Doctor-patient communication must go through the EMR

Doctors use email, WhatsApp, SMS to communicate with their patients. With serious security and privacy risks, dispersing these messages outside of the EMR.

This is a widespread phenomenon, as recently highlighted by the annual report of the Digital Innovation in Health Observatory of the Politecnico di Milano, which notes that 85% of General Practitioners and 81% of medical specialists use e-mail to send communications to patients, while WhatsApp is used by 64% of the former and 57% of the latter to schedule or move appointments and to share documents or clinical information.

Fewer than one in five citizens, on the other hand, use email or WhatsApp to communicate with their doctor.

While email, WhatsApp and SMS are now very popular tools used by many people, doctors and patients seem to ignore the high level of risk they pose, both in terms of IT security and privacy.
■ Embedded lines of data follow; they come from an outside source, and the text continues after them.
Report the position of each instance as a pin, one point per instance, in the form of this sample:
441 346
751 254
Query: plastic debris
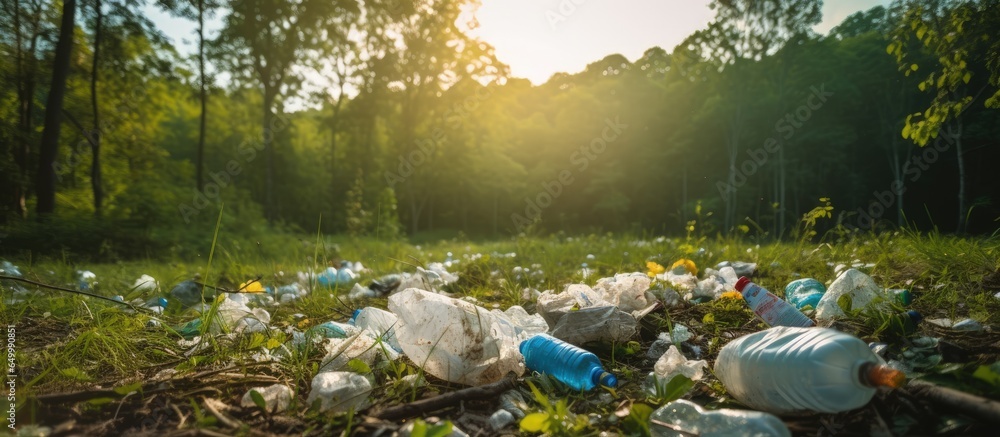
188 293
739 267
860 287
671 364
85 279
501 419
805 292
145 284
628 291
772 310
786 369
571 365
683 418
380 324
277 398
453 339
601 325
339 391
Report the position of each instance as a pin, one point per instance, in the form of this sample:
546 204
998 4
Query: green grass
68 342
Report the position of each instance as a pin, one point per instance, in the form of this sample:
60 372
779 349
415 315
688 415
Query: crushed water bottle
683 418
805 292
569 364
771 309
788 370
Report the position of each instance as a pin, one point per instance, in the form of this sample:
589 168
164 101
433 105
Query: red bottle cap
742 283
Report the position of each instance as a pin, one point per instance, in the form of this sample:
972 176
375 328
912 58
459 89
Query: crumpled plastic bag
277 398
628 291
453 339
859 286
600 324
340 391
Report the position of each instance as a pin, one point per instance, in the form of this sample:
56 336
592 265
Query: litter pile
792 367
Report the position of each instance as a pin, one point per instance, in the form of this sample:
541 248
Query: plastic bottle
685 418
786 369
569 364
804 292
771 309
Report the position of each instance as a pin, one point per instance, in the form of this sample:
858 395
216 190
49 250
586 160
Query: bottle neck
875 375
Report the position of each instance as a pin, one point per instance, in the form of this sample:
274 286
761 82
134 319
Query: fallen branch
972 405
84 293
439 402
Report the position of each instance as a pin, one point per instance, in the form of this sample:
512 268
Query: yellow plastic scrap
687 264
252 286
654 269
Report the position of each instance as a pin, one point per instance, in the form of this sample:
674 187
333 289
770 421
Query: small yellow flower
654 269
251 287
687 264
731 295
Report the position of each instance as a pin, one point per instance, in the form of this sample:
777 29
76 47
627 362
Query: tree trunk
268 137
46 178
200 164
961 176
95 146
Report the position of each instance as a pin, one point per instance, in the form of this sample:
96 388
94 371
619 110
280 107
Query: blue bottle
804 292
569 364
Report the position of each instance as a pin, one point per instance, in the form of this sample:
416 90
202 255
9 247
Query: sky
538 38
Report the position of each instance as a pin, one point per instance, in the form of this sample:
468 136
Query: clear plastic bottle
572 365
787 369
804 292
770 308
682 418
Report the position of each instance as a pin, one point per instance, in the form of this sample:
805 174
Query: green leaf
534 422
258 400
358 366
673 390
637 422
126 389
844 302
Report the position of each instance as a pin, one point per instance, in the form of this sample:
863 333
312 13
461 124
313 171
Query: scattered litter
339 391
277 398
85 280
454 340
571 365
682 418
500 419
671 364
188 293
805 292
145 284
600 325
788 369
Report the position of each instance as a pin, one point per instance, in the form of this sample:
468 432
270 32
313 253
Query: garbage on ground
741 268
769 308
500 419
85 280
683 418
791 369
862 291
671 364
339 391
961 325
145 284
189 293
277 398
453 339
340 352
380 324
571 365
605 324
805 292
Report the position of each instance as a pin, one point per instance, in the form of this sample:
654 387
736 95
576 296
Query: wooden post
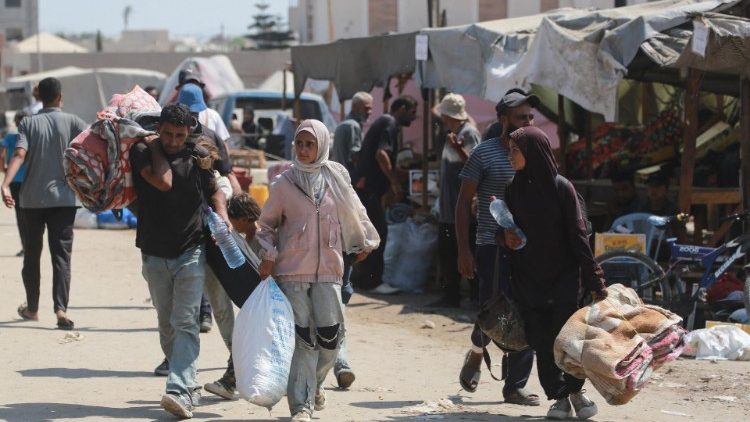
562 133
690 133
745 143
426 115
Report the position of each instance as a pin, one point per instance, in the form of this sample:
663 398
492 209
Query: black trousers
542 325
516 366
59 223
369 273
15 190
448 253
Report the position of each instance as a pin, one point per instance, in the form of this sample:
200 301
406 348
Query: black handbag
500 320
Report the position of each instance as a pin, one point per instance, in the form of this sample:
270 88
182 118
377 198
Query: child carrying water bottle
311 217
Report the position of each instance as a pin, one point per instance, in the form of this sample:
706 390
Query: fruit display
615 146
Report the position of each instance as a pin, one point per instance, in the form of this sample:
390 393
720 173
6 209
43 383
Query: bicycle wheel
639 272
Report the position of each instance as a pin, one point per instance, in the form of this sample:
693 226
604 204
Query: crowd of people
322 231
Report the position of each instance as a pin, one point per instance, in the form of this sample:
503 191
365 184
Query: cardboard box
605 242
743 327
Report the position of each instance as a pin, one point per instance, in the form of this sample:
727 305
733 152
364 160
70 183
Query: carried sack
500 320
263 345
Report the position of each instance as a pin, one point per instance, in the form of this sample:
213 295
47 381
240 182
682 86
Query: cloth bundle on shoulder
618 342
97 165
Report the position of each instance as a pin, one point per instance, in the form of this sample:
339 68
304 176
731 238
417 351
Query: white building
361 18
18 19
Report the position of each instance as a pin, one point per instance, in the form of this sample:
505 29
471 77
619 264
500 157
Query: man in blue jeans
486 173
174 187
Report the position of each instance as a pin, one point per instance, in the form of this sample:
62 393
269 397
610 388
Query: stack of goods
622 147
97 165
618 342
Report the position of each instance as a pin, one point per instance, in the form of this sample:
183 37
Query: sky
197 18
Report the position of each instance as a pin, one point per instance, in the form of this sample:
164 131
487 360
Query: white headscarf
357 231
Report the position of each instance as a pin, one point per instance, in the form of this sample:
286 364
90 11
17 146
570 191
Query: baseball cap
453 105
192 96
514 98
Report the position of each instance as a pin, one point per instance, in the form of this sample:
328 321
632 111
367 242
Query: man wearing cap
461 139
486 173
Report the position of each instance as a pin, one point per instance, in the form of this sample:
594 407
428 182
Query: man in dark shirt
375 176
173 192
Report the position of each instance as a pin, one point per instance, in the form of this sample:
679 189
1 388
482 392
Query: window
13 34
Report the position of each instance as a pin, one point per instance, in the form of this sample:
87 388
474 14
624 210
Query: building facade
19 19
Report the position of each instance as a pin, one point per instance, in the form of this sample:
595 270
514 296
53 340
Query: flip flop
22 312
523 397
65 324
469 376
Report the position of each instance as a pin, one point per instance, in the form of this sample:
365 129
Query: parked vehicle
275 128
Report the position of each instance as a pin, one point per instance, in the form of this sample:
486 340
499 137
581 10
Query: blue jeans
176 286
516 366
318 323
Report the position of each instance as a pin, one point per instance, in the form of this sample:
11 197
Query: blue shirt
489 165
9 143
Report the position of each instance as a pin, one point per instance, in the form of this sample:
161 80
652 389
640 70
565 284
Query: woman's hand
360 257
512 240
265 269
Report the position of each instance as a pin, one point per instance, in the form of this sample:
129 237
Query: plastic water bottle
501 213
232 253
658 221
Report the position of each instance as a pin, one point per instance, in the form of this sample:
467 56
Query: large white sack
263 345
719 342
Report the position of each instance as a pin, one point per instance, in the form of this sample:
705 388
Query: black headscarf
535 184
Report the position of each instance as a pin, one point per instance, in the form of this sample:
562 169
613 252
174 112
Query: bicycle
666 288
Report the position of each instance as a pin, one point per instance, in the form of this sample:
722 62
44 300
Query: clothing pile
618 342
97 165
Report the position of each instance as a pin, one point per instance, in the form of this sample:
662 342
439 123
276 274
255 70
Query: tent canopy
581 54
87 91
47 43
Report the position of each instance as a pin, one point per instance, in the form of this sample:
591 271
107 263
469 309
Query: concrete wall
253 66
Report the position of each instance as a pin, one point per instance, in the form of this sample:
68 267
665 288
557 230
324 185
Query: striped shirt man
489 166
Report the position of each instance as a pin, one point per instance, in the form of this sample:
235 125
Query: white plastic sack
418 244
394 246
263 345
85 219
722 342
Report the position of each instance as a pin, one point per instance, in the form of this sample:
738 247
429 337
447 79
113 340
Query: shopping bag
263 345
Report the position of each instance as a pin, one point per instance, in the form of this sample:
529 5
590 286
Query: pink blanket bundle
617 343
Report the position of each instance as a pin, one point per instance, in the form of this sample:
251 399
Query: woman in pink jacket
312 216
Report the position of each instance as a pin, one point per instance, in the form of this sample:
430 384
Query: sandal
23 312
470 374
65 324
523 397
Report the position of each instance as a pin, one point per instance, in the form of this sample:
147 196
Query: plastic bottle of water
501 213
232 253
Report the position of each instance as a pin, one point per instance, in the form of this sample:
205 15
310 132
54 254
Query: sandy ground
102 371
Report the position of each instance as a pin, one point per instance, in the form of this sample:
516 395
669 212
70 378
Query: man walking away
173 191
46 200
461 139
375 177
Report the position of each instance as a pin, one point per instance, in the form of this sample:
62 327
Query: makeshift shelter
87 91
216 72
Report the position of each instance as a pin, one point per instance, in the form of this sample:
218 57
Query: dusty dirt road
102 371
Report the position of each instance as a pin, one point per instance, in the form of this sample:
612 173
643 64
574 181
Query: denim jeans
176 286
222 307
318 323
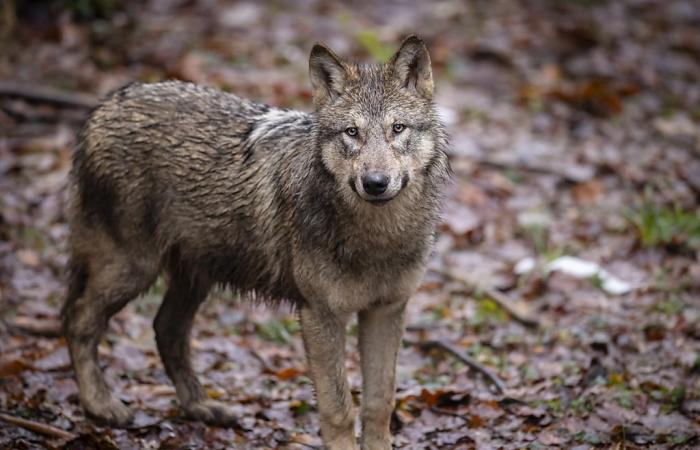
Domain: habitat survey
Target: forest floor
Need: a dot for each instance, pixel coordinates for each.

Exchanging sensitive data in this way is contrary to the rules and recommendations of the GDPR.

However, it must be said that, to date, medical-patient communication is not, with rare exceptions, a function that electronic medical records have. There are still few and often limited patient apps integrated into EMR.

Yet the need to communicate is very strong and using email, WhatsApp and SMS to satisfy it is not only incorrect, but also inefficient. In this way, the messages exchanged with the patient, which may be important, are outside the EMR. If I have to reconstruct a patient’s story, I will be forced to search in two, three or four different applications, in the hope of finding all the information.

It’s time to solve this problem. Doctor-patient communication must go through the EMR!